Dem Moorkundler Joosten geht es weniger darum, Wirtschaftsflächen unbedingt aus der Produktion zu holen. „Kein Moor wurde jemals einfach so zum Spaß entwässert. Letztendlich brauchen wir die Biomasse, die auf diesen Flächen gewonnen wird.“ Statt dort jedoch weiterhin Roggen oder Kartoffeln anzubauen, plädiert Joosten für eine nasse Form der Land- und Forstwirtschaft, die sogenannte Paludikultur. In einer Datenbank hätten seine Kollegen bereits zahlreiche Pflanzenarten zusammengetragen, die sich für den Anbau auf nassen Moorflächen eignen könnten. „In Deutschland haben wir beispielsweise den Anbau von Torfmoosen erprobt, die zukünftig als Ersatz für Torf in Blumenerde genutzt werden könnten“, erzählt Joosten. Auch Schilf und Rohrkolben ließen sich auf feuchten Moorböden gewinnen. „Rohrkolben ist vielseitig. Man kann Isolationsplatten daraus herstellen, ihn verbrennen oder als Viehfutter nutzen.“
Die Paludikultur steht erst am Anfang, doch sie könnte der Schlüssel zu einem erfolgreichen Moorschutz sein. „Diese Form der Bewirtschaftung verhindert die schlimmen Umweltauswirkungen entwässerter Moore und bietet gleichzeitig die Möglichkeit, weiterhin Biomasse zu gewinnen und Geld mit den Flächen zu verdienen“, meint Joosten. Und bis die Paludikultur effizient laufe, könne das Einkommen der Landwirte übergangsweise mit CO₂-Zertifikaten gewonnen werden. „Das Wichtigste ist, dass wir möglichst schnell möglichst viele Moore wiedervernässen, denn umso länger sie Treibhausgase ausdünsten, umso schlechter für das Klima.“
Im Süskenbrocksmoor stellt keiner die Frage nach einer produktiven Nutzung der Fläche. Hier wird, wenn alles gut geht, einmal das entstehen, was Hans Joosten eine „nasse Wildnis“ nennt. Auch die hat ihren Wert: Die Freisetzung von CO₂ würde gestoppt, seltene Tier- und Pflanzenarten würden sich wieder etablieren, und in Dürreperioden könnte das Moor als natürlicher Wasserspeicher in der Landschaft dienen.

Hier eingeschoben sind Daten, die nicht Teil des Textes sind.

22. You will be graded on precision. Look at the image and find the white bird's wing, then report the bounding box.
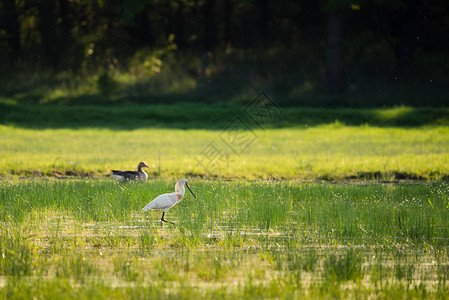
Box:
[142,193,179,211]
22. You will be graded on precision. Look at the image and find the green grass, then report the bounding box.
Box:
[1,102,449,129]
[1,101,448,180]
[1,121,449,180]
[1,179,449,299]
[1,100,449,298]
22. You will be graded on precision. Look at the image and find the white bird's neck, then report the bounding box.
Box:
[175,182,185,196]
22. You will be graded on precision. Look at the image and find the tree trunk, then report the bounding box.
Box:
[223,0,233,45]
[36,0,59,69]
[257,0,270,45]
[203,0,217,51]
[396,0,416,74]
[57,0,73,68]
[175,1,186,48]
[325,11,344,93]
[4,0,22,67]
[58,0,70,38]
[129,9,153,47]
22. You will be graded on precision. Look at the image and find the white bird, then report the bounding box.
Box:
[142,178,196,224]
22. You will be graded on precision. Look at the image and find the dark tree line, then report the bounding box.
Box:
[1,0,448,92]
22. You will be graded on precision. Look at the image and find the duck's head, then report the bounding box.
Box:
[138,162,150,169]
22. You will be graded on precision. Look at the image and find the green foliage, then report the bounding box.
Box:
[1,45,448,107]
[55,253,99,283]
[323,249,363,282]
[0,232,34,278]
[113,255,140,282]
[1,0,448,110]
[96,71,119,95]
[1,180,449,298]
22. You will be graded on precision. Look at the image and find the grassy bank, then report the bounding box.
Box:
[1,122,449,180]
[1,101,449,129]
[1,180,448,299]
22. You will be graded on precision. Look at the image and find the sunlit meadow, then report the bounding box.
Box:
[1,124,449,180]
[1,103,449,298]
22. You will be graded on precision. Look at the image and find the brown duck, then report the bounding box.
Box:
[110,162,150,181]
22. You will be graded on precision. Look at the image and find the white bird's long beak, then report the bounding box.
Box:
[185,183,196,198]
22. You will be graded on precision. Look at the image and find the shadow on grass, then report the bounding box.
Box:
[0,101,448,130]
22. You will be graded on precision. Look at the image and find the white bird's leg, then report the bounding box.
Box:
[160,212,163,227]
[161,211,175,225]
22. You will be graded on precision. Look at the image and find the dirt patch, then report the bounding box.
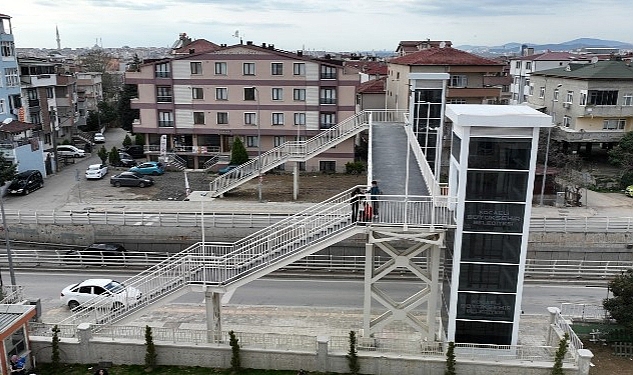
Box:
[141,171,367,202]
[586,341,633,375]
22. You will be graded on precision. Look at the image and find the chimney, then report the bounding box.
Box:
[268,44,274,50]
[246,40,253,45]
[188,49,195,54]
[261,43,267,48]
[297,50,303,57]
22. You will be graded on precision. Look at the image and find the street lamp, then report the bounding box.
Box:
[539,83,562,206]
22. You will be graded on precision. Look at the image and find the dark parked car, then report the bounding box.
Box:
[115,152,136,167]
[110,171,154,187]
[7,170,44,195]
[67,243,127,257]
[120,145,145,159]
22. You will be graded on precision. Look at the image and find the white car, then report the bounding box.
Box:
[56,145,85,158]
[85,164,108,179]
[60,278,142,310]
[93,132,106,143]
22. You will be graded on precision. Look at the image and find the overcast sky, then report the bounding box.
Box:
[4,0,633,52]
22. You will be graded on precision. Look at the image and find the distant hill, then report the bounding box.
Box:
[457,38,633,55]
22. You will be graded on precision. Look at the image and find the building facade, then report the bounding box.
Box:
[527,59,633,155]
[0,14,21,123]
[125,42,360,171]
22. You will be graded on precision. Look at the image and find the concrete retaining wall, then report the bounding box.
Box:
[29,335,581,375]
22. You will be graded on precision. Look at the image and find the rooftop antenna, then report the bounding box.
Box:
[232,30,243,44]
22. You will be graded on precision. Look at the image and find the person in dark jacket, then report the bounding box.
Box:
[350,187,362,222]
[368,180,382,217]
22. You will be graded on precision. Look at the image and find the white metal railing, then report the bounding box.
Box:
[453,343,572,363]
[2,208,633,234]
[0,285,23,304]
[208,110,378,197]
[560,303,608,322]
[404,120,442,198]
[552,309,584,355]
[57,189,454,327]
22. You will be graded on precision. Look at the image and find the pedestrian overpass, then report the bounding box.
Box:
[59,85,551,348]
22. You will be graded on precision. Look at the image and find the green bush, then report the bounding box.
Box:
[229,330,241,372]
[145,325,157,370]
[346,331,360,375]
[135,133,145,146]
[123,134,133,147]
[345,161,365,175]
[621,172,633,189]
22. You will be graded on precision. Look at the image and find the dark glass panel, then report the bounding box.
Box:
[458,263,519,292]
[455,320,513,345]
[468,138,531,170]
[461,233,522,263]
[466,171,529,202]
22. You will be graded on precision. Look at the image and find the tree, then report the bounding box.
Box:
[229,330,241,372]
[230,137,249,165]
[108,147,121,166]
[97,146,108,164]
[51,325,61,372]
[604,269,633,332]
[144,325,157,370]
[135,133,145,146]
[551,333,569,375]
[128,53,142,72]
[123,134,133,148]
[445,341,456,375]
[609,131,633,186]
[118,84,139,132]
[0,153,17,187]
[346,331,360,375]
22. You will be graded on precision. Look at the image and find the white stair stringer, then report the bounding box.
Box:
[56,186,369,327]
[208,111,372,197]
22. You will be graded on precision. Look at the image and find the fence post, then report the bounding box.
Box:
[576,349,594,375]
[546,306,560,345]
[316,335,329,373]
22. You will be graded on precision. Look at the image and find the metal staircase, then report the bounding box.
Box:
[208,111,374,197]
[161,153,187,171]
[57,188,455,327]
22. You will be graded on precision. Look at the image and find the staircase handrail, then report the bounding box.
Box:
[209,111,376,196]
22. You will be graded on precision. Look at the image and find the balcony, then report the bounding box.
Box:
[319,98,337,105]
[552,127,626,143]
[320,73,337,80]
[155,72,171,78]
[158,121,174,128]
[583,105,633,117]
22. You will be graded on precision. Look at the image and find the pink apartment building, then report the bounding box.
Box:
[125,41,360,172]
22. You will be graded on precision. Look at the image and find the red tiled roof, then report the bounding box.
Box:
[390,47,503,66]
[344,61,388,75]
[0,120,37,134]
[357,77,386,94]
[174,39,221,54]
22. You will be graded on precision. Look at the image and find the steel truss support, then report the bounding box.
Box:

Für November sind die Naturschützer wieder im Moor verabredet. Sie wollen nachsehen, ob ihre Lehmplomben wirken und die Gräben dicht verschließen. „Nach dem Regen wird das super aussehen“, prognostiziert Uwe Fuellhaas. Und vielleicht schon nachhaltig in den Ohren klingen: Wenn der Schlamm dann wieder so richtig unter den Füßen schlotze, sei das Moor auf dem richtigen Weg.